Cuando imaginamos el terror pensamos siempre en grande, evocando el abismo al que nos asomamos cuando lo sentimos llegar. La propia palabra, vibrante y sonora, anticipa desgracia antes, aun, de pronunciarla.

Decimos “terror” y, de inmediato, se nos ocupa la mente con catástrofes, epidemias, masacres, violaciones, experiencias devastadoras, traumáticas, más grandes que la vida. Así nos lo enseñaron el cine, el arte, los libros…

Sabemos, además, que si superamos alguna de esas situaciones, nunca volveremos a ser los mismos. Habremos sufrido, sí, pero estaremos revestidos, siquiera interiormente, de una pátina de heroísmo, porque sobrevivir al monstruo es, sobre todo, una manera de vencerlo.

Eso nos dice el instinto.

Yo necesito hablar, sin embargo, de un terror diferente; de un terror pequeño, de andar por casa, cotidiano, casi imperceptible, pero persistente, que, si no es detectado a tiempo, puede devastarnos por completo y despojarnos de aquello que nos hace humanos: nuestra dignidad, nuestra autoestima.

Es el terror de baja intensidad, más peligroso cuanto más sutil. Como no es una forma de miedo ostentosa ni escandalosa, a veces ni siquiera evidente, la asimilamos, desde niños, como normal. Dejamos que forme parte de nuestra existencia, la acogemos y nos amoldamos a ella, no la verbalizamos ni la combatimos y, entonces, llega un día en que nos estalla en la cara y ya no hay solución posible ni lugar donde esconderse.

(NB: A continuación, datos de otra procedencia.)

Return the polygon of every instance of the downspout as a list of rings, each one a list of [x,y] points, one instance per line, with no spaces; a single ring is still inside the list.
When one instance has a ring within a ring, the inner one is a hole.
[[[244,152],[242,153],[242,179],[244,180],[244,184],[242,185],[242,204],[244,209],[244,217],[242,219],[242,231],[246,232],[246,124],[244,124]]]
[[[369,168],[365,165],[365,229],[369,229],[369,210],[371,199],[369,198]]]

Es el maltrato persistente que soportamos en algunos trabajos, las veladas faltas de respeto, los dobles juegos, las estrategias de división, la traición, el ninguneo.

Es, también, el dolor sordo y mudo que se instala en algunas familias y que sufren, sobre todo, los hijos, víctimas de frustraciones ocultas, de uniones fallidas o desgastadas, de rencores viejos: los secretos, las discusiones, los agravios enquistados, la atmósfera pesada y tensa, los errores no reconocidos.

Es, incluso, la desigualdad en las relaciones personales, con parejas o amigos: el egoísmo, el chantaje emocional más o menos solapado, la ausencia de empatía, de reciprocidad en el amor o el cariño.

La convivencia asumida —qué remedio— con la enfermedad mental o física, con la pobreza estructural, con la falta de oportunidades, con la segregación, la discriminación o el machismo.

La gota china del bullying disimulado y sibilino, que consume y lleva a la depresión y a las ganas de hacerse tan pequeño que nadie repare en nuestra presencia.

La culpabilidad que nos mina y nos destroza cuando no somos capaces de llegar a donde la sociedad nos exige, en una olimpiada perpetua, en competición continua con nosotros y con el mundo. Citius, altius, fortius.

La ansiedad que nos lleva a cargar en el bolso tres tipos de pastillas y tomarlas como quien se come un caramelo, porque para salir a la calle no basta con el coraje y las ganas de hacerlo.

Es todo eso que sucede a todas horas, en cualquier parte, y aceptamos que es normal porque, entre las paredes de una casa, de un colegio, de una oficina, hemos establecido un pacto de ceguera, una omertá perversa, que nos impide siquiera plantearnos por qué tenemos siempre ganas de huir si nada grave está sucediendo.

Llevo unos años pensando en ese terror de baja intensidad, que he masticado y tragado —como tú, como todos— demasiadas veces. Y cada una de esas veces me he dicho que no era para tanto.

Todas esas veces he fingido que no pasaba nada y lo que pasaba era todo.

Era el engaño consciente al que me sometía para no tener que admitir que la vida, querida gente, solo empieza a ser fácil cuando puedes decir “basta”.